Должен признаться, первые несколько дней мистики казались мне туманными и нарочито запутанными. Нехватка научной точности раздражала. И тут, в самый нужный момент, я случайно отыскал к ним ключ в фонотеке у Обри. Он был пламенным поклонником Фуртвенглера и имел почти все, что тот когда-либо записал, включая симфонии Брукнера. Лайелл часто ставил мне Брукнера тогда,-в ранние дни в Снейнтоне, но тот не производил на меня впечатления. Я считал его мелодичным, но уж очень длинным и с повторами. Я безо всяких считал, что большинство его симфоний надо бы урезать наполовину, а то и больше. Церковная музыка у него доставляла большее удовольствие, но я предпочитал Генделя. В конце концов, Брукнера я слушать перестал, а там потерял интерес и Лайелл.
И вот я наткнулся на ремарку Фуртвенглера о том, что Брукнер был потомком великих немецких мистиков, и целью его симфоний было «сделать сверхъестественное реальным». Я знал, что начинал он с сочинения духовной музыки; тогда получается, он и к симфониям пришел потому, что хотел продвинуться дальше в изъявлении «сверхъестественного»? Поставив Седьмую симфонию в записи Фуртвенглера, я немедленно понял, что это действительно так. Музыка эта была степенна, взвешенна — попытка выйти за рамки музыки как таковой, что само по себе драматично; иными словами, у музыки был характер устного повествования. К развитию темы в ней прислушиваешься, как к развитию рассказа. Брукнера, по словам Фуртвенглера, тянуло задерживать ум в его нормальном предчувствии дальнейших событий, высказать нечто, что можно выразить лишь тогда, когда ум впал в более медленный ритм. Так что обработки, выдающие его музыку за симфоническую (у Клемперера[62], например) или за романтические баллады (у Вальтера[63]), упускают главное. Эта музыка — не описание природы, она стремится
Когда я понял это, интерпретации Фуртвенглера стали для меня откровением. Я ставил их, когда в доме было тихо, и успокаивал ум, словно лежа на морском берегу под задумчивый шелест моря, впитывая солнце. Тут музыка насылала полное спокойствие, и даже всплески оркестра казались отстраненными, будто рокот волн. Интересное открытие: симфонии, казавшиеся мне прежде занудно долгими, стали теперь чересчур короткими. Стоило мне полностью проникнуться, как они уже завершались. Кончилось тем, что я закладывал в проигрыватель с полдюжины дисков и прослушивал наобум ритмические аранжировки Четвертой, Седьмой, Восьмой симфоний, не задумываясь, откуда они именно. У Брукнера на этот счет различие несущественное, для него симфония — это неизменно магическая формула вызвать одно и то же умственное состояние, чувство отрешения от человеческого, погружение в вечную жизнь горных вершин и атомов.
Дни проходили в неимоверной умиротворенности. Погода стояла идеальная, жара еще не в тягость. Обри иногда еще брал с собой на экскурсии, а так вообще перестал мной отягощаться.
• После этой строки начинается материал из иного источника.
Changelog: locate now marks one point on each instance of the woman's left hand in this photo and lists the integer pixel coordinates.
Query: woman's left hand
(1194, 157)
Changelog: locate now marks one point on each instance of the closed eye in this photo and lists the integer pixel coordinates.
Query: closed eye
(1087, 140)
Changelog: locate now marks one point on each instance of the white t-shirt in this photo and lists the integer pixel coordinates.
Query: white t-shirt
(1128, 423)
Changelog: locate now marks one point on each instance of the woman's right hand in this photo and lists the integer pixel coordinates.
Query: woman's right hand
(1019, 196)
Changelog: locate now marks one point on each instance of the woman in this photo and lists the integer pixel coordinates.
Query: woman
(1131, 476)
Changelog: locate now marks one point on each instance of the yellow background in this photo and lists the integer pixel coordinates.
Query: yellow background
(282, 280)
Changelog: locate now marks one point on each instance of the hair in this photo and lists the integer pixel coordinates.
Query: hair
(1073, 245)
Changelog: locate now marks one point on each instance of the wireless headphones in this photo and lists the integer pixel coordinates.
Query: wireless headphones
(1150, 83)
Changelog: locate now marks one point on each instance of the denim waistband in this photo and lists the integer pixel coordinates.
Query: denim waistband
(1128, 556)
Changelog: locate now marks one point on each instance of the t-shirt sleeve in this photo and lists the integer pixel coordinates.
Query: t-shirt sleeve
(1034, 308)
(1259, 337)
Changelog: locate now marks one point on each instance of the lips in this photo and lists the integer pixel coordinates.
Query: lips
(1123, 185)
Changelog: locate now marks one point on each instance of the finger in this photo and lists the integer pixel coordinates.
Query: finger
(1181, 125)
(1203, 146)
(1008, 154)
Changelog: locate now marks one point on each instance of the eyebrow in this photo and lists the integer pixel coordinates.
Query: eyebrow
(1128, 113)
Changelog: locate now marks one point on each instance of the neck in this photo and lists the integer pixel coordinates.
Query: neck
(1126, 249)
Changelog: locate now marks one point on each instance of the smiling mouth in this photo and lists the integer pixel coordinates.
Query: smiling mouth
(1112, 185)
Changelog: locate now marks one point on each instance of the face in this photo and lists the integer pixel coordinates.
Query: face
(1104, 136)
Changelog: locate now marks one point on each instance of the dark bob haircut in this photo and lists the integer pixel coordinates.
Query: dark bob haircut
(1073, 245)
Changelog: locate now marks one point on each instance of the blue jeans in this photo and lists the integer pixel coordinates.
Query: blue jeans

Как-то раз сидели с ним утром в кафе за беседой с каким-то александрийским литератором; мне это было настолько в тягость, что даже он замечал, что я с трудом эту пытку выношу. С тех пор, представляя меня гостям, он говорил примерно так: «Он учится на монаха», а я ускользал в библиотеку сразу, как меня переставали замечать.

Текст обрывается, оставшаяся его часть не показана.